Ancora non puoi andare dalla tua bambina, Andrea corre da un ospedale all'altro per stare con la piccola e portare a te le notizie che aspetti come se fossero aria. È arrivato il momento. Sono passati tre giorni dalla nascita della tua bimba, ma oggi la vedrai per la prima volta. Sono emozionata per te. Sono emozionata perché dalla tua voce al telefono si sente il suono della felicità. Perché il giorno che è nata le avevo promesso che presto ti avrebbe conosciuta e ora sei con lei. Qualche settimana e Sofia si riprende dall'intervento.
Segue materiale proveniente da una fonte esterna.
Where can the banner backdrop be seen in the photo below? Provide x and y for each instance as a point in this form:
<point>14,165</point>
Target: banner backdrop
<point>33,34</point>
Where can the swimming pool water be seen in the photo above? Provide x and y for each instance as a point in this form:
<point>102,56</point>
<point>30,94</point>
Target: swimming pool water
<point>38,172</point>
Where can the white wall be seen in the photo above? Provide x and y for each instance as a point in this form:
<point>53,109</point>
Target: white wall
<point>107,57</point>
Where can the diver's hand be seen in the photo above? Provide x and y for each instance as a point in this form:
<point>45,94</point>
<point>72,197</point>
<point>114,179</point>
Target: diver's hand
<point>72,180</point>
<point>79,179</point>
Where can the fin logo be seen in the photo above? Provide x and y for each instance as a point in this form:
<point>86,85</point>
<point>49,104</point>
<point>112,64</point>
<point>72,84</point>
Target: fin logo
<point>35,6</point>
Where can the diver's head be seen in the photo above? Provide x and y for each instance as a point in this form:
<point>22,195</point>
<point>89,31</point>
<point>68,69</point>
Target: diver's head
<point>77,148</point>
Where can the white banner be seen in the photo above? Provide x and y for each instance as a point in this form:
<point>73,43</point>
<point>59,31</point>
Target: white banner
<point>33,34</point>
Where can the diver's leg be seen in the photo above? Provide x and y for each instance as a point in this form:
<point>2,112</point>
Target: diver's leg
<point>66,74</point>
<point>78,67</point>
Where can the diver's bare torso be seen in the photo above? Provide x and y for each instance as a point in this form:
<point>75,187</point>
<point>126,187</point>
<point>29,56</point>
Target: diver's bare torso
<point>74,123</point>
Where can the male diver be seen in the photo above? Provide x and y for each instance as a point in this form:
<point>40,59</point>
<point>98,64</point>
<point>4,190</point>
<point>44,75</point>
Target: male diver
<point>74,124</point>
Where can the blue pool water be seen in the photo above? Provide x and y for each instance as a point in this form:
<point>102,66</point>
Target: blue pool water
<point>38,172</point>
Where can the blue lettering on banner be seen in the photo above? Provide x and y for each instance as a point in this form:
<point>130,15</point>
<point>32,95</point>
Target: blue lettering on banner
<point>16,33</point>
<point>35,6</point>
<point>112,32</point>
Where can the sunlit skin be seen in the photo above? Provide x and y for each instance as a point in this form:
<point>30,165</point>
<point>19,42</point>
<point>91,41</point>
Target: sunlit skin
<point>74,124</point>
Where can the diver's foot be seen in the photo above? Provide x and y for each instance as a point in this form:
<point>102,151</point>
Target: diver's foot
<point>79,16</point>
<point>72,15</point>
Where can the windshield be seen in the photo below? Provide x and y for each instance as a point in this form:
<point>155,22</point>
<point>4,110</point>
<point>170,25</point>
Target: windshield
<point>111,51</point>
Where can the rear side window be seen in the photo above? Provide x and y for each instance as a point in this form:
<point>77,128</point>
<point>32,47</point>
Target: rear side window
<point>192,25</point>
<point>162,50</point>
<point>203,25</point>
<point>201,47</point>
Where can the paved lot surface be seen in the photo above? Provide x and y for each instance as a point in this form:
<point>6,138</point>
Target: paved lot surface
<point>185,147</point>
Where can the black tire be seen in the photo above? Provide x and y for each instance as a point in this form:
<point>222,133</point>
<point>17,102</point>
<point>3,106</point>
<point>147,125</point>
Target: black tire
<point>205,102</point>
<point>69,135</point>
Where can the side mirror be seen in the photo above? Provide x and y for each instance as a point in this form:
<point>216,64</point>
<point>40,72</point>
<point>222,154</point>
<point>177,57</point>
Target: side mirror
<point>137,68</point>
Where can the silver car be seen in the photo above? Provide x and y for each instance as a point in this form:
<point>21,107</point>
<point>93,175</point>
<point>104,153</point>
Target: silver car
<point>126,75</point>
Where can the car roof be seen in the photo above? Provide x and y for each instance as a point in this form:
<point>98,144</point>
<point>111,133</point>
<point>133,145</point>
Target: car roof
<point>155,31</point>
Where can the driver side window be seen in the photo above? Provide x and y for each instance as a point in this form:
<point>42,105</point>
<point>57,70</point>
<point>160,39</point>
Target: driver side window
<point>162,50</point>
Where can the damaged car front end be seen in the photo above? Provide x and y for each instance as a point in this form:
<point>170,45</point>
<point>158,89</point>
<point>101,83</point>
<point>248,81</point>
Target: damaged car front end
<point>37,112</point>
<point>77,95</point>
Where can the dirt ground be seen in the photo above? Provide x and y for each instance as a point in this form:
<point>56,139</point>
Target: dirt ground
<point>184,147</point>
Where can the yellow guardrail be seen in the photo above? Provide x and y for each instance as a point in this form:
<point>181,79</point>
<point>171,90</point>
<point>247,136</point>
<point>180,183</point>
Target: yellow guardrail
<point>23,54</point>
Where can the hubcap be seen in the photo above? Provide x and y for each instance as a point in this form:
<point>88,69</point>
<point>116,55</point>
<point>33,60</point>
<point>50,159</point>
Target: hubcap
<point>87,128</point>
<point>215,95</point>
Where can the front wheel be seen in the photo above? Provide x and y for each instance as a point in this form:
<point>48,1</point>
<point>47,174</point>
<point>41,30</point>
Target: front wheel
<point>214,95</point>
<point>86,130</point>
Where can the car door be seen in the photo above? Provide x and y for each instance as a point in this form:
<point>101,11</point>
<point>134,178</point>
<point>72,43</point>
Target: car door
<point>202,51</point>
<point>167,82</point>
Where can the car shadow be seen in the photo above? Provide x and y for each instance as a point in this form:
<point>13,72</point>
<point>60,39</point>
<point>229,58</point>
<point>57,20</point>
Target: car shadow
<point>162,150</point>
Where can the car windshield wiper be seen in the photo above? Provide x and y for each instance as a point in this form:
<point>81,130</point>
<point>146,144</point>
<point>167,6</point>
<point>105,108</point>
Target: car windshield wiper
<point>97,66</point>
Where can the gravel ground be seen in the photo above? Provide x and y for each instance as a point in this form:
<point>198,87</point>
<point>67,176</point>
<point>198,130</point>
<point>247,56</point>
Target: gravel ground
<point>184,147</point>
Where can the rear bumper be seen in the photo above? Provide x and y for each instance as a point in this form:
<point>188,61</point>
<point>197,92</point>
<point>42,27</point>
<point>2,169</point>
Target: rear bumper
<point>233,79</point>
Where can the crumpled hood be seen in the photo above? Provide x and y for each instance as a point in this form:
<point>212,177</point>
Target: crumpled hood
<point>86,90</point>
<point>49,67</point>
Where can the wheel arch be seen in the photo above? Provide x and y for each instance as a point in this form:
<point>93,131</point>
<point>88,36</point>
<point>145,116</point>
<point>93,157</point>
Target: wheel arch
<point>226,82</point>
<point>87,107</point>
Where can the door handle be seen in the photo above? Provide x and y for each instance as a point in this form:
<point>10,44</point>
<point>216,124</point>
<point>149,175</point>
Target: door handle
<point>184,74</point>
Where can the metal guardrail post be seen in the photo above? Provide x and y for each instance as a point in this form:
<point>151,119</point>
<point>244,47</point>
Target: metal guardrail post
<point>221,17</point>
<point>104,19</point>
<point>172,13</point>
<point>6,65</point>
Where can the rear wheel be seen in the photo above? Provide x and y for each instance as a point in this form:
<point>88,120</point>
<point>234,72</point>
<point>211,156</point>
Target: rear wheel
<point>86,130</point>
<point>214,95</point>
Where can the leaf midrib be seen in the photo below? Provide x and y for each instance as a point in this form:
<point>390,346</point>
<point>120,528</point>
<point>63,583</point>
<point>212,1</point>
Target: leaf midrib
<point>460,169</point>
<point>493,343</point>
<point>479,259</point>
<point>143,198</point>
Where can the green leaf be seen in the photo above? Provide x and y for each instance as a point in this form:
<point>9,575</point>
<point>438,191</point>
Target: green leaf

Ma di nuovo un macigno ti schiaccia: il teratoma è maligno. Sofia dovrà fare la chemioterapia. Com' è possibile tutto questo? Non riesce ancora a respirare da sola e dovrà fare la chemio? Una tristezza infinita ci pervade. Ma mai, neanche nei miei incubi peggiori, posso immaginare ciò che tu hai provato, sorella mia. Avevi pronte le valigie per tornare a casa. Invece bisogna riorganizzare la tua vita a Roma per qualche mese ancora. E in una condizione psicologica davvero pesante. Per sei mesi. Sei mesi. Questo è stato il tempo necessario perché la nostra guerriera vincesse la sua grande battaglia. Questo è stato il tempo in cui hai pianto tutte le tue lacrime, in cui ti sei sentita alcune volte sola, altre, comunque, grata alla vita. In cui hai conosciuto mamme guerriere e piccoli eroi che porterai per sempre nel cuore. Questo è il tempo in cui sei diventata la donna che oggi sei. Puoi esserne davvero orgogliosa, perché noi tutte lo siamo di te.

Sei, come la tua bambina, una guerriera.